Oosthoek encyclopedie

Oosthoek's Uitgevers Mij. N.V (1916-1925)

Gepubliceerd op 10-01-2019

Kalkmergel

betekenis & definitie

Kalkmergel - is mergel met een zeer hoog gehalte (80% en hooger) aan koolzure kalk. Vormt een belangrijk materiaal voor bemesting en grondverbetering (zie KALKBEMESTING), vooral voor zand- en veengronden. Werd vóór den oorlog in den regel uit Duitschland betrokken. In de oorlogsjaren 1914-1918 heeft in ons land de ontginning van k. in Zuid-Limburg groote afmetingen aangenomen, daar de aanvoer uit België en Duitschland sterk werd belemmerd.

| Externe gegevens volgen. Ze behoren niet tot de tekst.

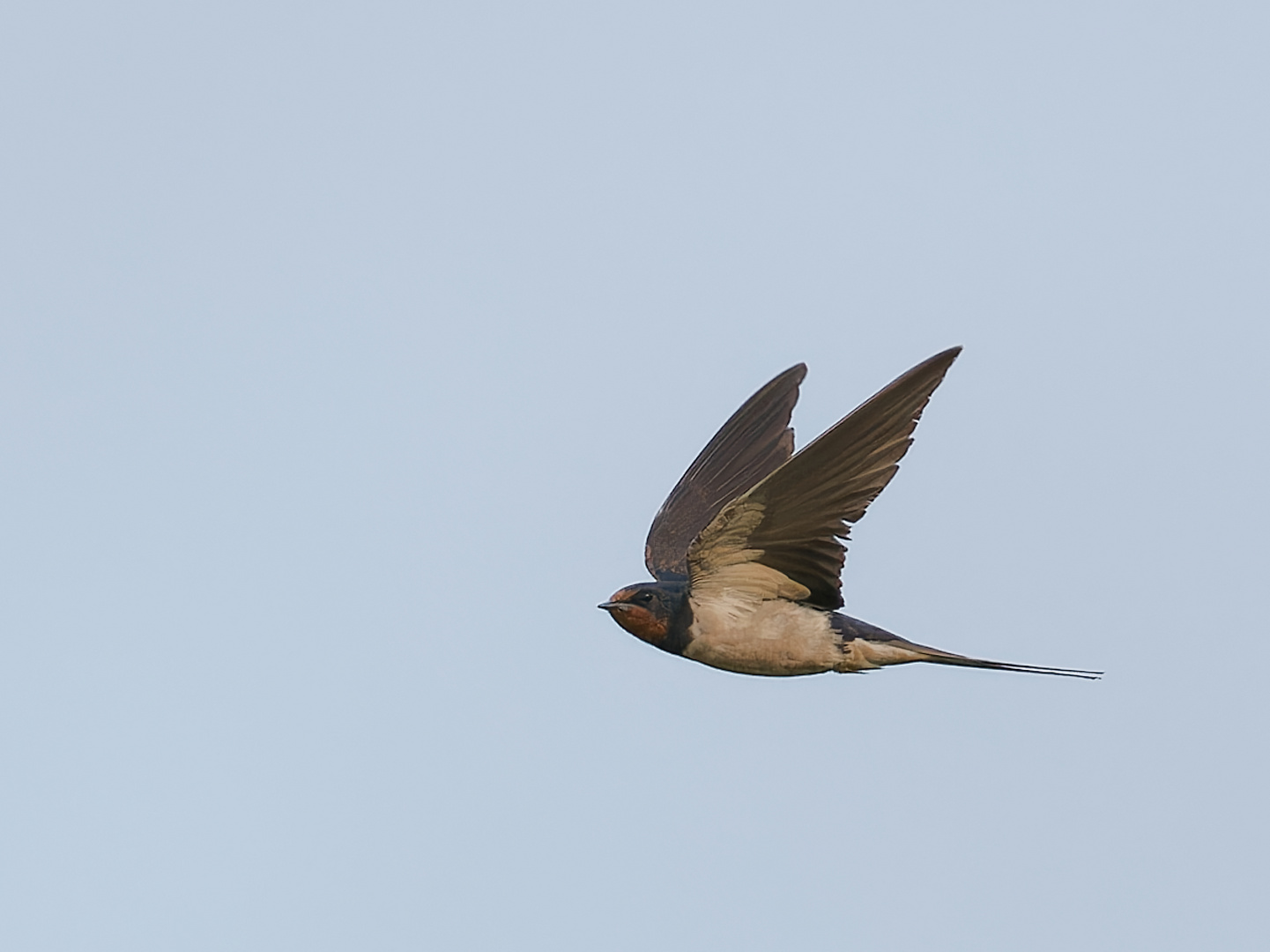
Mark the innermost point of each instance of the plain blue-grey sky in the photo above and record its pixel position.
(347, 351)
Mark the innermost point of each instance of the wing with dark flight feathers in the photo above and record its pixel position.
(786, 534)
(754, 442)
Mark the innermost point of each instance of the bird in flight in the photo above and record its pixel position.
(748, 548)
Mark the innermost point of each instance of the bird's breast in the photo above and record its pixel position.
(769, 637)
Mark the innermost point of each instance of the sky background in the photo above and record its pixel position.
(347, 351)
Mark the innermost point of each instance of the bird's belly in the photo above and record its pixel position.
(769, 638)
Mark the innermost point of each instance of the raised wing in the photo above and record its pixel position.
(756, 440)
(786, 534)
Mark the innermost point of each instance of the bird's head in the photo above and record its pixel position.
(647, 610)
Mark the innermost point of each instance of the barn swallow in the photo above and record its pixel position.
(748, 548)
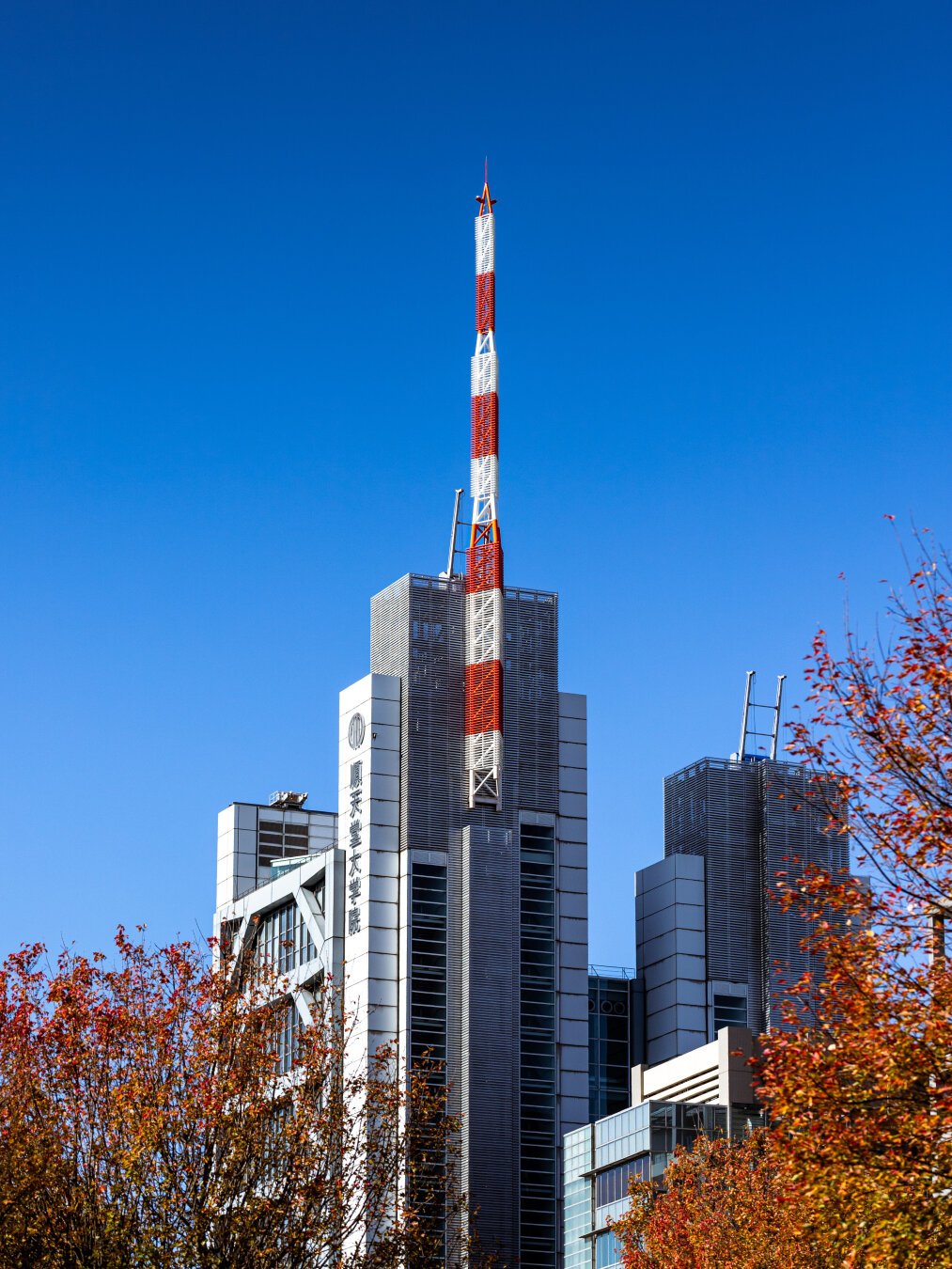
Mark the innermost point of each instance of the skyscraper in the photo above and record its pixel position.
(462, 866)
(713, 946)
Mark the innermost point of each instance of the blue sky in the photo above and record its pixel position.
(234, 386)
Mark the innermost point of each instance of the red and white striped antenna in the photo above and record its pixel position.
(484, 557)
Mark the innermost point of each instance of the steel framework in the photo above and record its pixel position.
(484, 557)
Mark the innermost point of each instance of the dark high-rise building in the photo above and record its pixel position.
(491, 929)
(713, 946)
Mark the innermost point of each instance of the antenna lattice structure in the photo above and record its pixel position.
(484, 557)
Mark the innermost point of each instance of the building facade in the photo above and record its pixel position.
(616, 1037)
(707, 1091)
(466, 928)
(713, 946)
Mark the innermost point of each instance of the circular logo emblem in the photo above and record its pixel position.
(355, 731)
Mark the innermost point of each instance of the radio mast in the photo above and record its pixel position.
(484, 557)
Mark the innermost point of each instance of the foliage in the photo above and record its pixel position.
(857, 1167)
(865, 1091)
(725, 1206)
(145, 1120)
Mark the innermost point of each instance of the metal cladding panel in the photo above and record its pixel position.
(531, 700)
(416, 631)
(485, 1026)
(793, 827)
(416, 634)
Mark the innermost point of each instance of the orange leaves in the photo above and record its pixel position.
(725, 1204)
(145, 1120)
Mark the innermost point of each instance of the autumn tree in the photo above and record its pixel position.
(856, 1167)
(159, 1110)
(724, 1206)
(864, 1091)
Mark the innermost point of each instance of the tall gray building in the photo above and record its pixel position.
(481, 958)
(449, 890)
(713, 946)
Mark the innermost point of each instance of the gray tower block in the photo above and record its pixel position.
(669, 916)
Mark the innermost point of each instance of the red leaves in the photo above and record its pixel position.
(145, 1120)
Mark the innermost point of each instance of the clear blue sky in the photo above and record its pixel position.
(234, 386)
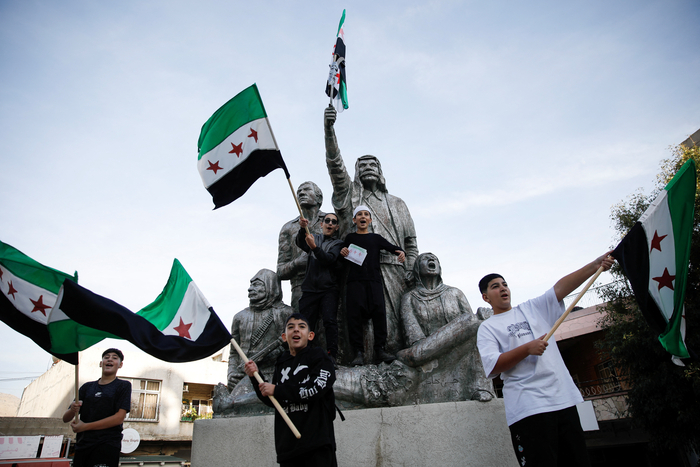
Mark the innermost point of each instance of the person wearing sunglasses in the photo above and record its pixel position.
(320, 289)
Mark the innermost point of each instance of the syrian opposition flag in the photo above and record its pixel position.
(236, 147)
(179, 326)
(336, 86)
(654, 256)
(28, 292)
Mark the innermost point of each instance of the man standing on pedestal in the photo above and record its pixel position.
(291, 260)
(390, 219)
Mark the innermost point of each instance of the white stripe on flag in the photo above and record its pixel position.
(193, 311)
(220, 160)
(25, 292)
(657, 221)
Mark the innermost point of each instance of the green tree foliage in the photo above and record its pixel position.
(664, 398)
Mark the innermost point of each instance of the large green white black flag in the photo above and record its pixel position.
(654, 256)
(236, 147)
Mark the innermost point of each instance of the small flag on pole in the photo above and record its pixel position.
(336, 86)
(236, 147)
(179, 326)
(29, 291)
(654, 256)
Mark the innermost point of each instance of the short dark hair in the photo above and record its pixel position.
(298, 316)
(116, 351)
(484, 282)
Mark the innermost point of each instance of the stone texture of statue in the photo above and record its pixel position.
(259, 327)
(440, 330)
(291, 260)
(390, 219)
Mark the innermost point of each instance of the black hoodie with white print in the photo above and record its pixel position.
(304, 389)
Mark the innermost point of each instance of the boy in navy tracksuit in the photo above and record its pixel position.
(364, 292)
(303, 385)
(103, 405)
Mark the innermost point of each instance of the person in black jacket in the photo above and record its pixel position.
(320, 287)
(303, 385)
(364, 293)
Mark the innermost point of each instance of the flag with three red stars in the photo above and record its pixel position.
(29, 291)
(236, 147)
(337, 83)
(654, 256)
(179, 326)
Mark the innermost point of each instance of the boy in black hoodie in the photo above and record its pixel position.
(303, 385)
(319, 291)
(364, 294)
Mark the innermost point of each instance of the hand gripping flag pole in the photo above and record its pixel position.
(573, 304)
(272, 398)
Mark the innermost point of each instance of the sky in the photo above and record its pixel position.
(509, 128)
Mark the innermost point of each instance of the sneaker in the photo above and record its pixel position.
(381, 355)
(358, 361)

De toepassing als hulpmeststof (vnl. als grondverbetering) is de voornaamste geweest (productie in 1918 ca. 80.000 ton). Daarnaast is ook het reeds uit den Romeinschen tijd dateerende gebruik van k.-blokken voor den huizenbouw tot nieuwe ontwikkeling gekomen (groeven bij Sibbe, Valkenburg en Meerssen). Het gebruik van de hardste stukken (touw, heerd) en van enkele bijzondere formaties voor de kalkbranderij heeft, vnl. wegens primitieve ovenconstructie, slechts zeer middelmatige resultaten opgeleverd, en zal wel weer tot het verleden behooren. Niet onwaarschijnlijk zullen enkele geschikte soorten (± 75% CaCO3 en 25% klei) in de toekomst van belang worden voor een Z.-Limburgsche cementindustrie. Kleine hoeveelheden van het fijnste materiaal dienen als vulstof in de industrie van kurkplaten en sigarenpijpjes, grootere hoeveelheden voor de flesschenindustrie, die uit zeer enkele groeven ook voor de vervaardiging van witglas. Een groot gedeelte der Z.-Limb. productie staat onder controle van het Centraal Verkoopsbureau van den Bond van ontginners te Maastricht.